When you read "MMO" in the headline, did you know what it meant? Or did you think it could refer to two different things and you weren't sure which one it was? No, you knew it meant "massively multiplayer online role playing game." That's why it's MMO, not MMORPG or even MMOG.

There are actually three reasons why it is MMO:

  1. There aren't any other "MMOs", so "MMO" is clear.
  2. "MMO" is consistent with the MMO-predecessors, MUDs and MOOs (text based, multiplayer but not massively so, and role playing or not).
  3. "MMO" is also consistent with the TLA standard (three letter acronym) from computer science.
So, if you don't use MMO and instead use MMORPG, it tells me that you probably don't know much about computer science, don't care about previous forms of online spaces, and you like to write like it's the 1980s and every computer referent has to be written in lengthy, all-caps words, like say COMPUSERVE there I look like an idiot now don't I? That's what you look like when you write MMORPG!

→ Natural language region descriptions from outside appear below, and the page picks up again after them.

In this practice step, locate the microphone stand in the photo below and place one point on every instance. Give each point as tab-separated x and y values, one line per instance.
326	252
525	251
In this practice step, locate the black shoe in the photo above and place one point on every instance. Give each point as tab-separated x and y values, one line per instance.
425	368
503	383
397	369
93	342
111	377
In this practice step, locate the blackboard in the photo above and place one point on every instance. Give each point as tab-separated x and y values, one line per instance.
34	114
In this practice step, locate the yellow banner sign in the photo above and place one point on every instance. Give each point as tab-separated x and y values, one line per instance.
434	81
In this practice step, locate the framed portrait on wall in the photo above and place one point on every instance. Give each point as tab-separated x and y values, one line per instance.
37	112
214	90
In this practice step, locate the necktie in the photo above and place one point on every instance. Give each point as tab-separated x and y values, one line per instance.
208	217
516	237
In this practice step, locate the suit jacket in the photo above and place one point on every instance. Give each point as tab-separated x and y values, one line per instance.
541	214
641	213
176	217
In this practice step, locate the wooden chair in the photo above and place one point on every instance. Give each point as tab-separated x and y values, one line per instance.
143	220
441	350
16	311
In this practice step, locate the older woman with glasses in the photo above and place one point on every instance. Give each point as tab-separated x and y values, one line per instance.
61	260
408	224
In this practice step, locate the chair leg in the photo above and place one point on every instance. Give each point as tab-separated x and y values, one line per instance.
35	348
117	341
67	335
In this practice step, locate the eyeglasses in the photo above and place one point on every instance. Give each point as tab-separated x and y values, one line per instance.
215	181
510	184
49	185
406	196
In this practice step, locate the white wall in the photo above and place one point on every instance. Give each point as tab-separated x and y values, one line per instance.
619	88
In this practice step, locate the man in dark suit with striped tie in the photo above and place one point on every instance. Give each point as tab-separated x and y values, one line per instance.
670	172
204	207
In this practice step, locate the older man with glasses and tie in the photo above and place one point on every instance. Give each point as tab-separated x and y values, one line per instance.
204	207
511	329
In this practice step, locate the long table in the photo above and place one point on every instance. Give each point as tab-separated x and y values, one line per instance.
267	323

And, truth be told, MMORPGs (I did it for a reason there) aren't very RPG-ish anyways. People don't play roles so much as do what they want. Sure, maybe in WoW or EQII you're a healer or a tank. Healer and tank do fit one definition of "role", but not really in any deep way. "RPG" has mostly come to mean "a fantasy game like Dungeons & Dragons, with elves and mages and such," and really has very little to do with roles as played necessities. Second Life is far more about playing roles (if you want it to be) than any MMO that I am aware of, even though Second Life is not a game, although its sandbox approach allows for people to play games in it (just like a sandbox).

Edit: Apparently this bothers me so much I wrote about it last year, but it's too annoying to keep in mind. Maybe it will become an annual rant.